Subsequent to the closing of Carco’s purchase of MMI, MMI began to sustain significant losses. Over the course of several years, Carco insisted that Maconachy follow a certain sales and expense reduction plan in an attempt to remedy the declining revenue. After a four-week bench trial, the Court made findings of fact, which included a painstakingly-detailed account of Maconachy’s consistent refusal to follow Carco’s plans and directives. That ongoing refusal ultimately resulted in the award to plaintiff of damages premised upon breach of the APA and EA.
The Court’s findings of fact also revealed that Maconachy had intentionally attempted to conceal his hiring of family members by falsifying time records which were submitted for review by Carco’s hierarchy, and found that Carco was entitled to damages based upon the falsification of the time records.
In sum, the Court concluded that “despite the many directives he received, Maconachy never implemented the sales plan”xvii and MMI’s “business was failing from a lack of management and the absence of any good faith effort to follow corporate directives [regarding sales and expense reduction].”xviii The Carco Court essentially concluded that Maconachy’s disloyalty was all-encompassing; the corresponding array of damages was devastating to the defendant.

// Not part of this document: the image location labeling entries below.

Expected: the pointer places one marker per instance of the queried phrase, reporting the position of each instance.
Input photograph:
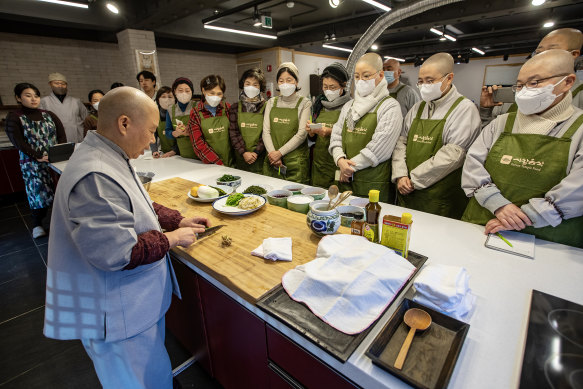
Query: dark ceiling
(497, 27)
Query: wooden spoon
(417, 319)
(332, 193)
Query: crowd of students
(516, 168)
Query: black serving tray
(433, 353)
(299, 317)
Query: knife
(209, 231)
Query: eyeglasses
(365, 76)
(533, 83)
(429, 82)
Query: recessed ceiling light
(69, 3)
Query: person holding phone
(325, 113)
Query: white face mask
(332, 95)
(365, 88)
(251, 91)
(213, 101)
(184, 97)
(535, 100)
(166, 103)
(287, 89)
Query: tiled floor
(27, 358)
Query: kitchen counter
(492, 354)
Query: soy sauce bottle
(373, 214)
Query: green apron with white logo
(445, 197)
(323, 166)
(166, 144)
(377, 177)
(526, 166)
(216, 133)
(284, 124)
(251, 127)
(183, 142)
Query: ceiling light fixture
(337, 48)
(378, 5)
(395, 58)
(242, 32)
(112, 8)
(69, 3)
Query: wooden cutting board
(249, 276)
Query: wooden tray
(433, 353)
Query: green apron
(284, 124)
(166, 144)
(323, 166)
(445, 197)
(216, 133)
(251, 127)
(525, 166)
(183, 142)
(378, 177)
(396, 93)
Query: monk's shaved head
(549, 63)
(442, 62)
(129, 118)
(373, 60)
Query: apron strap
(420, 110)
(455, 104)
(574, 127)
(381, 103)
(509, 122)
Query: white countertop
(492, 353)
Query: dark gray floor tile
(23, 345)
(14, 236)
(20, 264)
(24, 293)
(71, 369)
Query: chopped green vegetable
(233, 200)
(227, 178)
(221, 192)
(255, 189)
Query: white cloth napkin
(275, 249)
(350, 283)
(445, 289)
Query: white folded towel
(350, 283)
(445, 289)
(275, 249)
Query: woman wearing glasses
(326, 111)
(437, 132)
(525, 170)
(365, 134)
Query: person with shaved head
(405, 95)
(109, 277)
(366, 132)
(569, 39)
(437, 133)
(525, 170)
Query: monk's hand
(512, 217)
(493, 226)
(184, 236)
(487, 96)
(197, 223)
(346, 169)
(274, 156)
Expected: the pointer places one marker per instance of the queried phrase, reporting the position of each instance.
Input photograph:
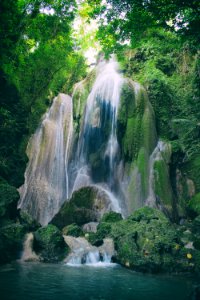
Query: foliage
(146, 241)
(48, 241)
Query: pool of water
(37, 281)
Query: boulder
(49, 244)
(148, 242)
(88, 204)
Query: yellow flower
(189, 255)
(177, 246)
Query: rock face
(49, 244)
(107, 140)
(86, 205)
(46, 177)
(28, 253)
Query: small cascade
(83, 253)
(46, 176)
(28, 253)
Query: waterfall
(46, 176)
(28, 253)
(98, 137)
(83, 253)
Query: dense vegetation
(157, 44)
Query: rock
(72, 230)
(27, 220)
(8, 200)
(11, 241)
(28, 253)
(111, 217)
(49, 244)
(194, 205)
(146, 241)
(90, 227)
(88, 204)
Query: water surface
(36, 281)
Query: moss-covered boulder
(11, 241)
(88, 204)
(73, 230)
(27, 221)
(194, 205)
(49, 244)
(146, 241)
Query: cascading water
(46, 176)
(98, 137)
(83, 253)
(124, 179)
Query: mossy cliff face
(88, 204)
(145, 179)
(137, 137)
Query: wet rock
(146, 241)
(49, 244)
(90, 227)
(86, 205)
(73, 230)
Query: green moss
(78, 210)
(194, 205)
(11, 241)
(148, 130)
(142, 164)
(162, 184)
(147, 214)
(49, 243)
(192, 168)
(148, 242)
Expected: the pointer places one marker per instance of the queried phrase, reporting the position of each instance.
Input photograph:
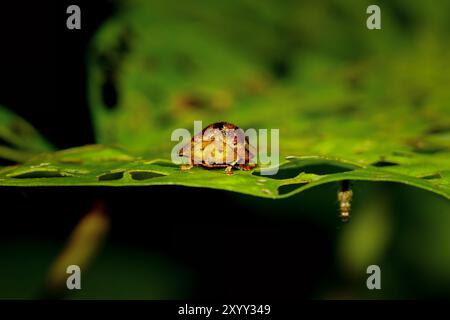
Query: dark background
(230, 249)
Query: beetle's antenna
(345, 197)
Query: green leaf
(18, 139)
(350, 104)
(99, 166)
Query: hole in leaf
(319, 169)
(432, 176)
(290, 187)
(144, 175)
(428, 150)
(384, 164)
(111, 176)
(40, 174)
(165, 164)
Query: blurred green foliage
(351, 104)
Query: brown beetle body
(219, 140)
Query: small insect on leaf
(345, 197)
(220, 145)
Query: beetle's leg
(246, 167)
(186, 167)
(229, 170)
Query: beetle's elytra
(228, 150)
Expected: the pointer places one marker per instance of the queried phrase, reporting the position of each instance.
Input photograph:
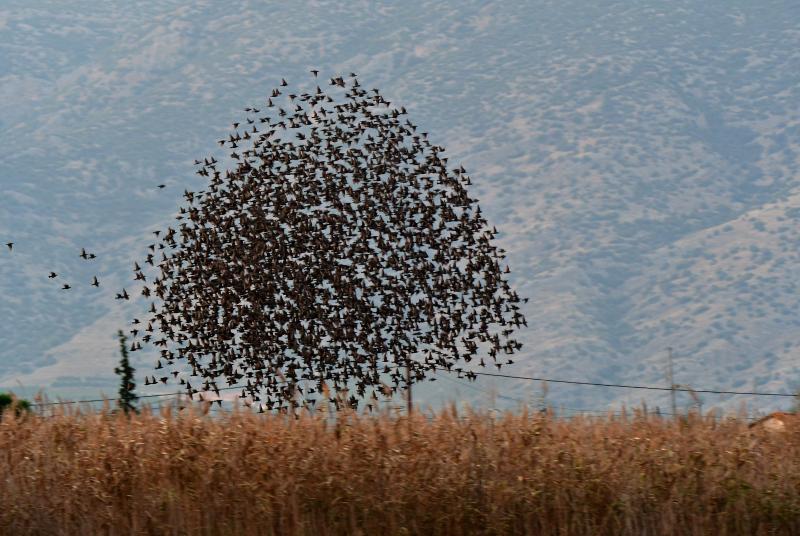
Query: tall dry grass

Counsel’s initial analysis of the potential damages in employee disloyalty claims serves as the keystone to the prosecution or defense of such claims. Any analysis must begin with a complete command of the events which occurred during the employee’s tenure of employment so that counsel can evaluate whether broad-based damages are viable.
i 30 FPS Production Inc. v. Livolsi, 68 A.D.3d 1101, 891 N.Y.S.2d 162 (2nd Dep’t 2009).
ii 100 A.D.2d 81, 474 N.Y.S.2d 281 (1st Dep’t 1984).
iii Id., at 88, 285-86.
iv 306 N.Y. 172 (1954).
v 100 A.D.2d 81, at 91, 474 N.Y.S.2d 281, at 287 (1st Dep’t 1984).
vi 302 A.D.2d 107, 756 N.Y.S.2d 209 (2nd Dep’t 2002).
vii Id., at 113-14, at 214.
viii “[A] plaintiff who proves a breach of contract may recover lost profits contract only by showing: (1) that the damages were caused by the defendant's breach; (2) that the lost-profit damages are ‘capable of proof with reasonable certainty;’ and (3) that such damages were ‘fairly within the contemplation of the parties to the contract at the time it was made.’ ” Spherenomics Global Contact Ctrs. v. Customer Corp., 427 F.Supp.2d 236, 251 (E.D.N.Y. 2006) (quoting Kenford Co., Inc. v. County of Erie, 67 N.Y.2d 257, 261, 502 N.Y.S.2d 131 (1986)).
ix 302 A.D.2d 107, at 114-15, 756 N.Y.S.2d 209, at 215 (2nd Dep’t 2002).
x 644 F.Supp.2d 218 (E.D.N.Y. 2009).
xi According to the Court, Carco considered Murphy and Maconachy to be so essential to the purchase that it required each of them to sign “unusually long” employment agreements of eight years, a period of time which coincided with Carco’s repayment term of a bank loan obtained to acquire MMI.
xii 644 F.Supp.2d 218, 233 (E.D.N.Y. 2009).
xiv Although MMI West was profitable between 2003 through Maconachy's termination in December 2005, the court found that such profitability was due to other measures not attributable to Maconachy's actions.
xv 644 F.Supp.2d 218, 243 (E.D.N.Y. 2009).